In another rush-hour, a woman on the sidewalk called out a car driver for texting and was applauded for her efforts by other pedestrians. That’s right, people in Brattleboro publicly shame scofflaws of Vermont’s no-texting-while-driving law. Gotta love it.
On the afternoon of our departure, there was a rush hour sidewalk demonstration in favor of funding a skate park—people of all ages waved signs and chanted. Hey! Skateboarders have rights too!
You learn a lot about a place during its rush hours, and hippie culture extends to them in Brattleboro too.
BMAC exposes downside of “car culture”
The Brattleboro Museum and Art Center is located on the top two floors of Union Station, situated on the rail line in front of the Anna Hunt Marsh bridge. At ground level is an Amtrak station.
What luck for me that the BMAC (as it’s called) was running an exhibit called “Road Trip: America Through the Windshield.”
The road has permanently changed the American landscape. It has allowed Americans to travel throughout the United States and learn more about the country’s diverse topography. Experiencing the landscape through the windshield has, at the same time, led to a certain alienation from it… ~BMAC
A lecture at the BMAC by psychotherapist Dave Cohen laid out “how the neuropsychology behind how the car radically mediates our sensory experience of the ecological and social environments we encounter.”
I took notes like there was no tomorrow, including:
- Cars are designed to restrict our access to the “real world”
- The limbic brain governs emotions and relies on sensory inputs, which are limited in a car. No wonder we love convertibles (and I love motorcycle travel)
- There are studies of kids who can’t draw their neighborhoods. Why? Because they don’t explore them
- We are antisocial when we get behind the wheel. Just watch this Disney short with Mr. Walker when he becomes Mr.
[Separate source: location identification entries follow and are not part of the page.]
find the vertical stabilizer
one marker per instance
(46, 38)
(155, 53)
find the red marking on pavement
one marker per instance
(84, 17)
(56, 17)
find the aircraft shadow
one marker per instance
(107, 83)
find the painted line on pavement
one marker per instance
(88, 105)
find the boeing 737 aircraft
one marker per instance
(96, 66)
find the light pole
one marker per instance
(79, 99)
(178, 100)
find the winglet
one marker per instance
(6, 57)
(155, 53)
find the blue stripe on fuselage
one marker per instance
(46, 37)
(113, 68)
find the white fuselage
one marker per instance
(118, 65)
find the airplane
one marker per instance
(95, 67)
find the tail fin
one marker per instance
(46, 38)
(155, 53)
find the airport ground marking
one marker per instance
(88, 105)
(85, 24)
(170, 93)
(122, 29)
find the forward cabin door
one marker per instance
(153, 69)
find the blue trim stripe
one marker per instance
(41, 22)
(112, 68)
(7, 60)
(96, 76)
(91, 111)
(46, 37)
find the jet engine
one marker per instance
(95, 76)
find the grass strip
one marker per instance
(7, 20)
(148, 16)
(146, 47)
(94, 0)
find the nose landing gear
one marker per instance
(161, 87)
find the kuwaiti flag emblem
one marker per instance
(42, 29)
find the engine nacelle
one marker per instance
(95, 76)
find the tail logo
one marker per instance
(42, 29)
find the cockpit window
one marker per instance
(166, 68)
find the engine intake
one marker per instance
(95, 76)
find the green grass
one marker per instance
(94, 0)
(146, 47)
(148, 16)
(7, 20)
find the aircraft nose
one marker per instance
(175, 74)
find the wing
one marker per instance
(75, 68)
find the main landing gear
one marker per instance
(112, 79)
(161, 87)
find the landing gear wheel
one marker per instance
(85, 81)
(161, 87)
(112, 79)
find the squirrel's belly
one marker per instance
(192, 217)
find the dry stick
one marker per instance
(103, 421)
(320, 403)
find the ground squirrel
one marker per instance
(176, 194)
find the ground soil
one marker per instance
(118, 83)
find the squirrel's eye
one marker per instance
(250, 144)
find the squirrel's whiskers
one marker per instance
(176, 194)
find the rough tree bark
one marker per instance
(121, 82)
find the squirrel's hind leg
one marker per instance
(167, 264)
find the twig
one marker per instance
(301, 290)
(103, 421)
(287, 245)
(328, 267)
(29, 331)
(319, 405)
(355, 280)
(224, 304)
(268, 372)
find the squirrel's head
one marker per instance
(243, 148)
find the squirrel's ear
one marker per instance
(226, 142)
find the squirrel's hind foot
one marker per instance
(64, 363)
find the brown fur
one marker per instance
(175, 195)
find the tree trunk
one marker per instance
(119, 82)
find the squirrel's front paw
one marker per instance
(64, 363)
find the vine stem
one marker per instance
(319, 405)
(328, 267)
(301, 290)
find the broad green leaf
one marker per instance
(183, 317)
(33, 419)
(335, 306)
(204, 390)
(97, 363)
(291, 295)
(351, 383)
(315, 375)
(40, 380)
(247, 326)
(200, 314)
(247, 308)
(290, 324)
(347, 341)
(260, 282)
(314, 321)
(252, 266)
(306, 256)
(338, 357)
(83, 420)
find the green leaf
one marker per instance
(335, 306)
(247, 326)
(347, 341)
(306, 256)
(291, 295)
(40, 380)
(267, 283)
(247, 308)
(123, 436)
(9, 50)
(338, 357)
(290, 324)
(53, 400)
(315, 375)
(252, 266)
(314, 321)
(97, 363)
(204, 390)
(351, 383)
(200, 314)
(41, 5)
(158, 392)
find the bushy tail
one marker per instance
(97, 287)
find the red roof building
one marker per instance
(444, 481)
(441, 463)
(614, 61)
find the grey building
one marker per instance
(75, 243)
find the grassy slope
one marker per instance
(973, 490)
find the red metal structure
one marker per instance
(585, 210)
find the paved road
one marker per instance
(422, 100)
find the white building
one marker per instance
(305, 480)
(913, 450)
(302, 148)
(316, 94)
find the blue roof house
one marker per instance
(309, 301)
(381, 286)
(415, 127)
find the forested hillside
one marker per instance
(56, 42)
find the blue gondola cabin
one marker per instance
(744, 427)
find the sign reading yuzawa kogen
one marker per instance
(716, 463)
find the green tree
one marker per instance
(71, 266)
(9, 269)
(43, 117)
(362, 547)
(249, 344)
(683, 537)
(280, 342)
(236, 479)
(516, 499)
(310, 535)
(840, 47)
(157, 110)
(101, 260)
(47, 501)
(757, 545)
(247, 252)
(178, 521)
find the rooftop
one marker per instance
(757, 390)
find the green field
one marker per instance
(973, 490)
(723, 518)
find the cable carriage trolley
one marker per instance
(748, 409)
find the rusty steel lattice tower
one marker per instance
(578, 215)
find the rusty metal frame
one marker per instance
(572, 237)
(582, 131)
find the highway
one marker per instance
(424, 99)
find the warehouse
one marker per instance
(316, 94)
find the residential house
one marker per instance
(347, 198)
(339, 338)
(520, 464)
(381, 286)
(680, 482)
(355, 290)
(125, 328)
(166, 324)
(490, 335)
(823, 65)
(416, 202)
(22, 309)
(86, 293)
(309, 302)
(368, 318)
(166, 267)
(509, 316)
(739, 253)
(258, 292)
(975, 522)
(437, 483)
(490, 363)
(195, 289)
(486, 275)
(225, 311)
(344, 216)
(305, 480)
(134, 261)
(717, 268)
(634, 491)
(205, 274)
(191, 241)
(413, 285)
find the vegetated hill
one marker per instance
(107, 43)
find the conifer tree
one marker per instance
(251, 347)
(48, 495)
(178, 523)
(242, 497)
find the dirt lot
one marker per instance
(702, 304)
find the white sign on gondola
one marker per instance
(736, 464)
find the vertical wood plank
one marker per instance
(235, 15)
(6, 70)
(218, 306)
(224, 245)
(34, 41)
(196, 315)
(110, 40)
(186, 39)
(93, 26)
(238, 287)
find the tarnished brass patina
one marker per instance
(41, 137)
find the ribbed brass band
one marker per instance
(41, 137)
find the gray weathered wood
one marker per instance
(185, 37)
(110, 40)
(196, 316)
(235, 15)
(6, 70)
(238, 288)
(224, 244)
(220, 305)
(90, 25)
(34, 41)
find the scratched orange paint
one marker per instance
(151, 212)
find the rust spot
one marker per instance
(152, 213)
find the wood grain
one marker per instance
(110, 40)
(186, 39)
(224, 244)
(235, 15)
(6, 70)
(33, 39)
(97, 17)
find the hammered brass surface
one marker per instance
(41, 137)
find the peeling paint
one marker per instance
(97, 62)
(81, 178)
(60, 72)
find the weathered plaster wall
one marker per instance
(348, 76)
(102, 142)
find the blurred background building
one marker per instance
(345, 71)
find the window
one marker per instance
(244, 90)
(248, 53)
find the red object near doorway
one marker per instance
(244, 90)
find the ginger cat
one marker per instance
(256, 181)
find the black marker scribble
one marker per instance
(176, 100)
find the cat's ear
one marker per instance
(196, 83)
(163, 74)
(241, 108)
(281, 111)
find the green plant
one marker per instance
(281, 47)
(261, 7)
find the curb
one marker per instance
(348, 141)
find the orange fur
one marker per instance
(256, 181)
Wheeler
The museum’s Flickr page offers a few pictures from the exhibit, which ran through October 2014; the BMAC isn’t a collecting museum.
A motorcyclist in a black dress
I got a nice mention in The Brattleboro Reformer when I visited the BMAC. I had to laugh when the reporter described me as a motorcyclist wearing a black dress. Doesn’t that sound like cocktail party attire? Ha!
Here’s the scoop: this year I learned that riding my motorcycle with a dress tucked into my riding pants makes touring in hot weather a (literal) breeze. Jump off the bike, take off your armored riding pants, let the dress drop and whew.
It’s a wonder dresses for men haven’t taken off…you don’t know what you’re missing, guys.
Brattleboro has its own “Nessie?”
I’m a fan of roadside kitsch, so of course I got this picture of what I thought was the Loch Ness Monster on a Brattleboro lake north of downtown.
When I posted it on Facebook my friends in New England were quick to point out that my photo was really “Champ,” the monster of Lake Champlain.
From quirky shops and earnest purveyors of local and organic food and drink, to street musicians and the arts, there is plenty too see and do in Brattleboro. No extra charge for hippie culture!